Minimum requirements and licensing

The executable requires MS DirectX 9.0c Runtime and a graphics board with support to Shader Model 3.0 and floating point render targets. The source code was created with MS Visual Studio .NET 2002 and is released under the LGPL license:

Copyright (C) 2007 Harlen Costa Batagelo

This library is free software; you can redistribute it and/or
modify it under the terms of the GNU Lesser General Public
License as published by the Free Software Foundation; either
version 2.1 of the License, or (at your option) any later version.

This library is distributed in the hope that it will be useful,
but WITHOUT ANY WARRANTY; without even the implied warranty of
MERCHANTABILITY or FITNESS FOR A PARTICULAR PURPOSE. See the GNU
Lesser General Public License for more details.

Screenshots


Visualization of the principal curvatures as colors. The bottom-right box shows the color-coded scheme of the principal curvatures according to their signals (k1 is the minimum curvature; k2 is the maximum curvature).

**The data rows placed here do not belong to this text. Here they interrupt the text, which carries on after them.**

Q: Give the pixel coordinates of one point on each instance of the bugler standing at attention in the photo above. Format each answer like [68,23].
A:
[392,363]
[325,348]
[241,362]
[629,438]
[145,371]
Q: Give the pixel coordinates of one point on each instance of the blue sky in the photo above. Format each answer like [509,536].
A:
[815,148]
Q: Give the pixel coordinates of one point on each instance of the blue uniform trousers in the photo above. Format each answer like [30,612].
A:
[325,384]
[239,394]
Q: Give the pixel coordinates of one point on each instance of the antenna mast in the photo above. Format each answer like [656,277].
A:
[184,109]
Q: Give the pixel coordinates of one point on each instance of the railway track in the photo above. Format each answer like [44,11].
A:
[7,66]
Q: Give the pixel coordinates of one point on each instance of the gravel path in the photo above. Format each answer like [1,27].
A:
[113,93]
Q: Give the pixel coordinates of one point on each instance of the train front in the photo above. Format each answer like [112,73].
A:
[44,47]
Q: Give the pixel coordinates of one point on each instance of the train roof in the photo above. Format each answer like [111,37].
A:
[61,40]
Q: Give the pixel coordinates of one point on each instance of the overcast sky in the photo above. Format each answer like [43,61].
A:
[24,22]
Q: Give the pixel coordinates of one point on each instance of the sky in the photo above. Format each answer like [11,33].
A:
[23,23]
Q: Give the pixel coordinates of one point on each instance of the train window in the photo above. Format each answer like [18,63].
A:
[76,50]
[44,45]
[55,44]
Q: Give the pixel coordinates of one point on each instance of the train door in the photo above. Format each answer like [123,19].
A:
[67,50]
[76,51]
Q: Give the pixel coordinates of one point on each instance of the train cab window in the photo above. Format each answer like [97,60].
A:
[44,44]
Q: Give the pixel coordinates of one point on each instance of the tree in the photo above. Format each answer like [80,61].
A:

Grayscale visualization of the Gaussian curvature: K=k1*k2
The surface is locally hyperbolic when K<0, parabolic/planar when K=0, and elliptical when K>0.


Visualization of the mean curvature H=(k1+k2)/2
The points in which H=0 correspond to locally minimal regions.


Visualization of the principal directions. The red axis points to the (tangent) direction of the minimum curvature. The green axis points to the direction of the maximum curvature.


Color-coded visualization of the magnitude of the tensor of curvature derivative: |C|=c1^2+c2^2+c3^2+c4^2, where c1, c2, c3 and c4 are the non-symmetrical components of the tensor.


Color-coded principal curvatures on a knot.


Principal directions on a knot.


Mean curvature on the Stanford bunny.


Color-coded principal curvatures on the Stanford bunny.